Exercise 10

Exercise 10: Phase Vocoding in SPEAR

A phase vocoder lets you scale duration without affecting pitch and vice-versa. We will use the program, SPEAR, to do this.

Goals

We’re learning how to...

  • open a sound file in SPEAR,
  • use its editing tools to modify the phase vocoder data, and
  • export the changed data as a new sound file.

How to Do This Exercise

  1. Make two relatively short (< 20 seconds) sound files. Choose one that has strong, clear pulsation and one that does not, but has clear pitch. We will transform these files in SPEAR.
  2. Download SPEAR, and install it on your computer.
  3. For each of your two sound files, open it in SPEAR by dragging the file onto the SPEAR icon, or by using SPEAR’s Sound > Analyze menu command. Just accept the default analysis parameters by pressing the Analyze button. This performs a tracking phase vocoder analysis on the file and displays the results as a collection of sine waves.
  4. Play the analysis data by pressing the space bar. Does it sound different from the original sound file? If so, how?
  5. Use the tool bar at the left to modify the analysis data, focusing on the time-scaling capabilities.

    The top six tools are for scrolling the analysis data and selecting portions of it. The rest of the tools are mostly for modifying the selected data.

    See the Suggestions section below for modification ideas.

  6. If you save your analysis using File > Save, you will save an SDIF file, not a sound file. SDIF stands for Sound Description Interchange Format, a file format used in computer music research to store spectral analyses, pitch tracking analyses, etc.

    It’s good to save as an SDIF file, so that you can resume editing later, and so that you have a record of what you were doing to the sound file. But you do not need to submit that for this exercise.

  7. We also want to create a sound file that contains what you hear when you use the play button in SPEAR. Export this file using Sound > Synthesize to File.

  8. Write down or remember what you did to transform the sounds! Be ready to share this in tutorial.

Suggestions

  • If you want to start playing back from somewhere other than the beginning, click where you want to start using the I-beam (text-editing) cursor. Then play using the space bar.
  • Try some different values for Frequency Resolution when analyzing a sound file. The default is 40 Hz, which uses an FFT size of 16384, large enough to smear attack transients in a really noticeable way. Try a higher frequency resolution value, which reduces frequency resolution. Remember that reducing frequency resolution necessarily increases timing resolution, because of the time-frequency tradeoff inherent in the Fourier Transform. This should make the transients in your more rhythmically precise sound file sound clearer.
  • Select portions of the data, and play just those by holding down the shift key before and during pressing the space bar.
  • The tool with the large horizontal arrows lets you scrub the data while playing. Start playback, then click with the scrub tool to take control of the playback cursor. (You have to start playing before this tool will do anything.)
  • Make a selection, and use the Time Scale tool (just above the pencil) to stretch partials. Notice that this is not like the kind of time-scaling we’re used to: the start points of each partial track stay put, while the rest of the partial track stretches or shrinks.
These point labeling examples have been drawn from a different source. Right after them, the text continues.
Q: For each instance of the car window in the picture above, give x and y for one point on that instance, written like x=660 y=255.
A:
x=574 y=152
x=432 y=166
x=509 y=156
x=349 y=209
    To try the more familiar kind of time-scaling, hold down the option (alt) key before clicking and dragging with the Time Scale tool.

  • The vertical-arrow tools let you change pitch without affecting duration. The Frequency Shift tool adds a constant offset (in Hz) to each selected partial breakpoint frequency. The Frequency Transpose tool scales the frequencies, preserving the harmonic structure of a sound. There is no formant correction, so you will hear chipmunks and monsters.
  • Another fun thing to do is to use the Edit > Select Partials Below Amplitude command, and playback just the quiet partials. Then use Edit > Invert Selection, followed by delete, leaving only the quiet partials. You can scale their amplitudes up using Transform > Change Amplitude. But be careful: there is no clipping indicator, so you have to use your ears to discover that!

You will find that these sounds generally have a more “metallic” quality than the originals. This is partly because noisy parts of the sound (attacks, breath noise, etc.) must be represented using only sine waves by the Fourier Transform, as if they were periodic components of the sound. There are several ways to improve the representation of noise in the phase vocoder, but these are beyond the scope of this exercise.

Also keep in mind that these files are mono. To get stereo, you must process the two parts of the file separately and put them together again in a sound editor or DAW. Or just process the mono output file with delay, reverb, or another method that decorrelates the two channels.

Submission

  • Be sure you satisfied the criteria listed above.
  • Make a folder and place in it your two original sound files and your two modified sound files, all clearly named. Zip this folder, and submit it in Canvas.

Grading Criteria

This exercise is graded pass/fail. You must submit the exercise by Thursday midnight to be eligible for a pass.